Malgré la qualité de vie en pays occitan, il avait le Morvan greffé à la peau et son village c'était Montreuillon où il venait le plus souvent possible.
Ses compagnons de jeunesse l'appelaient "Jean-l'aviateur" car depuis toujours ils savaient que c'était sa vocation et qu'il suivrait l'exemple de son cousin pilote, Henri Petitguillaume.
Longtemps après les courses entre gamins, sur le dos des cochons et les grandes expéditions à travers champs et forêts, Jean devenu Colonel resta toujours le même pour ses anciens camarades restés au village : Vanitas vanitatum ... seules comptaient pour lui l'amitié et la valeur humaine.
A Montreuillon, peu de gens étaient au courant de sa carrière militaire effectuée essentiellement, dans les maquis du Berry, outre-mer et en Provence, mais il était reconnu comme un intellectuel humaniste et discret, féru d'Histoire, généalogiste et doté d'une grande connaissance du Morvan.

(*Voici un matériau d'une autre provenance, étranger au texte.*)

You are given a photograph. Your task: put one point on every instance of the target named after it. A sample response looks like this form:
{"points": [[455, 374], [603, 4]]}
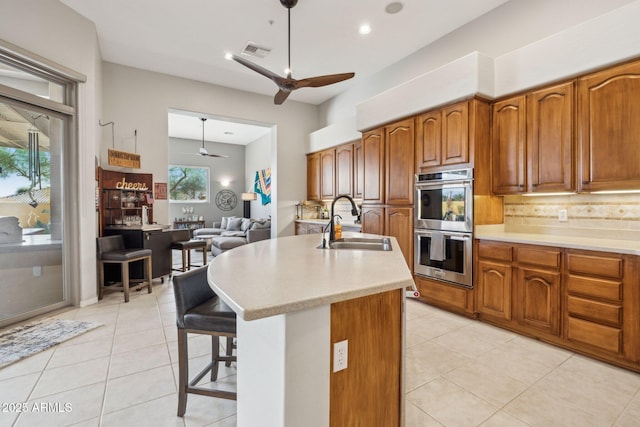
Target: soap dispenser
{"points": [[337, 227]]}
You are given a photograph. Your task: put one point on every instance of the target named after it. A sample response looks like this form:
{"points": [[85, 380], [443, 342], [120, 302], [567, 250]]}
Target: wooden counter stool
{"points": [[111, 250], [200, 311], [181, 240]]}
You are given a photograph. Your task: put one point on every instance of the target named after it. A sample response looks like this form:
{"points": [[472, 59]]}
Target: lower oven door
{"points": [[444, 255]]}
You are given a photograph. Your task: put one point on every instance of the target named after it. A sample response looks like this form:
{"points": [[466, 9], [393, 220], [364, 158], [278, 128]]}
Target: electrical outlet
{"points": [[340, 355], [562, 215]]}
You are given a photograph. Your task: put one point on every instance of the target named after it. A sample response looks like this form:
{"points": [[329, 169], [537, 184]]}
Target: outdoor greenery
{"points": [[188, 184]]}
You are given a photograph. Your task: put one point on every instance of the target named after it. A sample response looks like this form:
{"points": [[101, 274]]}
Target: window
{"points": [[188, 184]]}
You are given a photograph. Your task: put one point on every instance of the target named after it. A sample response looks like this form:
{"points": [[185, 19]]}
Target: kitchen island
{"points": [[293, 302]]}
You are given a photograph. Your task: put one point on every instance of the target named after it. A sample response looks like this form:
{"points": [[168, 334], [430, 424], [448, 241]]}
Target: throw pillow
{"points": [[233, 224]]}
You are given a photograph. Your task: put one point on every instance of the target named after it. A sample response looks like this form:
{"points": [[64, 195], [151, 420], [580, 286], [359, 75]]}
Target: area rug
{"points": [[27, 340]]}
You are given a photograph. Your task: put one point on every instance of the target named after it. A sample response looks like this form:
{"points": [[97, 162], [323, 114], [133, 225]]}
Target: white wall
{"points": [[509, 27], [138, 99], [55, 32], [258, 157]]}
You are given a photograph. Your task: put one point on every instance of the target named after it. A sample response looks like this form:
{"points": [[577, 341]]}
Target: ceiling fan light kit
{"points": [[288, 84]]}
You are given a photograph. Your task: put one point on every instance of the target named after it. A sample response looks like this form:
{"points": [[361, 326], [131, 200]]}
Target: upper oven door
{"points": [[444, 206]]}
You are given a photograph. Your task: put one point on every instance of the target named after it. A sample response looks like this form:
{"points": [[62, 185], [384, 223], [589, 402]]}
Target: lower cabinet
{"points": [[586, 301]]}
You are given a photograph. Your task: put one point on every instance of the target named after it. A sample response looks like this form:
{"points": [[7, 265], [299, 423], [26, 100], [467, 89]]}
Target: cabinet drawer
{"points": [[603, 337], [595, 265], [595, 288], [595, 310], [495, 251], [540, 257]]}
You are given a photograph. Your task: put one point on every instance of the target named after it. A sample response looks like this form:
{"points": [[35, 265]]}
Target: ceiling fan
{"points": [[288, 84], [203, 151]]}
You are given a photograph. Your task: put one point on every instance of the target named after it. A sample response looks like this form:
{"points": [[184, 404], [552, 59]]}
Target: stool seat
{"points": [[212, 312], [111, 250], [125, 254]]}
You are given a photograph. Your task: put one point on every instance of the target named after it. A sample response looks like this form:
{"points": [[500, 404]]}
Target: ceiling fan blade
{"points": [[281, 96], [258, 69], [323, 80]]}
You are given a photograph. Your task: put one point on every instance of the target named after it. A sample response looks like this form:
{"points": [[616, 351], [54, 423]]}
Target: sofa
{"points": [[232, 232]]}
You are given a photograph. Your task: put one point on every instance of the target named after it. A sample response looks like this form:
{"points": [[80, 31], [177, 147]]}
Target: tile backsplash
{"points": [[604, 213]]}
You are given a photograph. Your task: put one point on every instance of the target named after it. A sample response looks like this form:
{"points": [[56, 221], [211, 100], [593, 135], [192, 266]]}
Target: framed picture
{"points": [[188, 184]]}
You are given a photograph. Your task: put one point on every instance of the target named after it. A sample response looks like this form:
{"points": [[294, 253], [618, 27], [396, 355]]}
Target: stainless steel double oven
{"points": [[444, 226]]}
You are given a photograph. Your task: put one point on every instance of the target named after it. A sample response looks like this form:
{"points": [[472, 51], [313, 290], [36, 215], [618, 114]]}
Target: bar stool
{"points": [[111, 250], [200, 311], [181, 240]]}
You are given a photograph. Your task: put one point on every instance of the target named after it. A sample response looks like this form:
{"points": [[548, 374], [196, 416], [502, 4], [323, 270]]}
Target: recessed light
{"points": [[364, 29], [393, 7]]}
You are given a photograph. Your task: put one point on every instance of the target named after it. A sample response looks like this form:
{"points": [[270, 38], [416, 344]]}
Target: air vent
{"points": [[252, 49]]}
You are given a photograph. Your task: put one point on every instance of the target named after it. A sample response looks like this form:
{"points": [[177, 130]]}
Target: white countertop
{"points": [[288, 274], [497, 233]]}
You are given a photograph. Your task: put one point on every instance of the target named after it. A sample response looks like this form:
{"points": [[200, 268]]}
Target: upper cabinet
{"points": [[373, 166], [533, 142], [442, 136], [609, 129], [313, 176], [327, 174], [344, 169], [399, 148]]}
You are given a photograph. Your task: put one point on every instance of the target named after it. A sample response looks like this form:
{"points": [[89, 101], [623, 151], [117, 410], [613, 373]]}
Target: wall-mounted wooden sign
{"points": [[160, 188], [122, 158]]}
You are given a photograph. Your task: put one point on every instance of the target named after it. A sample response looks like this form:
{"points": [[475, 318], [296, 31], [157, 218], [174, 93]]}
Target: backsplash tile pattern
{"points": [[615, 212]]}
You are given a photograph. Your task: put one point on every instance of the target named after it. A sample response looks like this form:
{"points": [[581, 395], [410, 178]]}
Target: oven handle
{"points": [[453, 236]]}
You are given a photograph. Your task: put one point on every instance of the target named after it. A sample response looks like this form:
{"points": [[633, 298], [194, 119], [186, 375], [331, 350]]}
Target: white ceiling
{"points": [[189, 39]]}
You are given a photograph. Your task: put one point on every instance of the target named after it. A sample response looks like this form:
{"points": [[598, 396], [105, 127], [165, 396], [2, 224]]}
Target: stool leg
{"points": [[124, 271], [183, 371], [101, 280], [149, 273], [215, 352]]}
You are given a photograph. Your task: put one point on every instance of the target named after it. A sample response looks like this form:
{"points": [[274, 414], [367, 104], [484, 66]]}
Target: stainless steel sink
{"points": [[361, 243]]}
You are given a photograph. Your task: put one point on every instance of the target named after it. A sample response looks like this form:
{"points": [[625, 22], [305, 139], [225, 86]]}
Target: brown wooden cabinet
{"points": [[508, 145], [533, 142], [399, 148], [609, 129], [344, 170], [550, 141], [442, 136], [398, 222], [313, 176], [373, 166], [327, 174]]}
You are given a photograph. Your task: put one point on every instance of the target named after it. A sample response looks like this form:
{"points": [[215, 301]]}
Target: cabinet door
{"points": [[344, 170], [455, 134], [399, 143], [494, 289], [609, 129], [327, 174], [550, 142], [313, 176], [399, 224], [373, 219], [428, 139], [373, 166], [507, 146], [537, 299], [358, 166]]}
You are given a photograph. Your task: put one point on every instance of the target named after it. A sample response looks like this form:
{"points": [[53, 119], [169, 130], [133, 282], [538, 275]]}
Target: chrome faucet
{"points": [[354, 212]]}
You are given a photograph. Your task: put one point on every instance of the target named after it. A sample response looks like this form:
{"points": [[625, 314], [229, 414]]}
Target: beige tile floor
{"points": [[459, 373]]}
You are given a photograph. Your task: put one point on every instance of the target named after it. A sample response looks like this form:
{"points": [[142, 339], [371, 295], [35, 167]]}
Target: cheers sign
{"points": [[124, 185]]}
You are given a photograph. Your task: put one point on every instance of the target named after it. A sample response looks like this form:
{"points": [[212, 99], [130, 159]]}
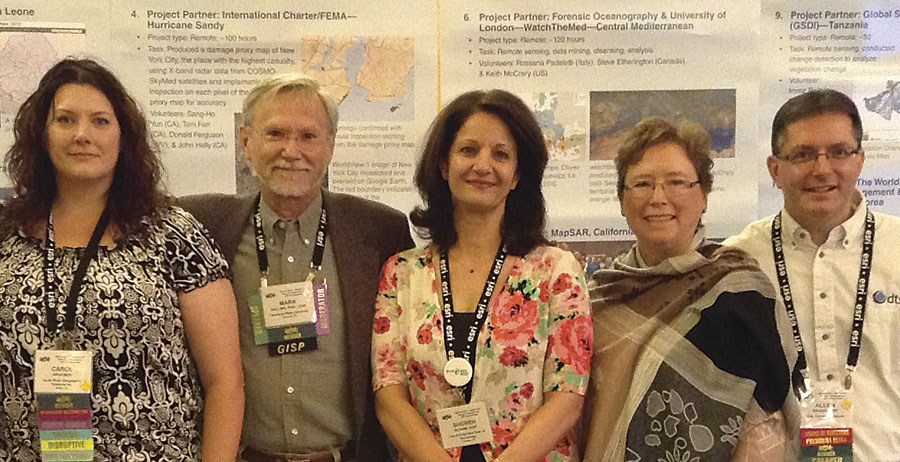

Ami d'Antonin Bondat (l'écrivain Jean Séverin), il fut logiquement amené à se rapprocher de l'Académie du Morvan en tant que membre pour y rencontrer d'autres passionnés, travailler avec eux sur des thèmes intéressant la région et réunir un remarquable fond documentaire. Pour la petite histoire, c'est lui qui accueillit à l'Académie l'historien Christian Epin, aujourd'hui secrétaire général !
Il entreprit pendant plusieurs années, de reconstituer son arbre généalogique recherchant et vérifiant fiche par fiche aux archives départementales mais aussi dans les communes, disputant en les exhumant, des liasses datant de plusieurs siècles, qui servaient de repas aux rats ... Il retrouva 1200 ancêtres depuis le xvie siècle.
Une fois identifiés, il cherchait à comprendre sur le terrain comment ils vivaient. De routes goudronnées en chemins creux et finissant à pieds, il parcourut le Morvan jusqu'à s'y fondre.
Dans sa famille proche on trouvait des Partiot, des Parthiot et des Girard, mais aussi des Royer, des Dussaule et en remontant dans sa généalogie de façon non exhaustive, des Bertin, des Auribaud, des Blandin, des Branchereau, des Courdavaud, des Gaulon, des Goussot, des Graillot, des Nolot, des Perrin, des Petitguillaume, des Robert, des Taché, des Tartrat, des Tournois, des Thoumelin, etc. A l'orthographe près, beaucoup retrouveront leur nom !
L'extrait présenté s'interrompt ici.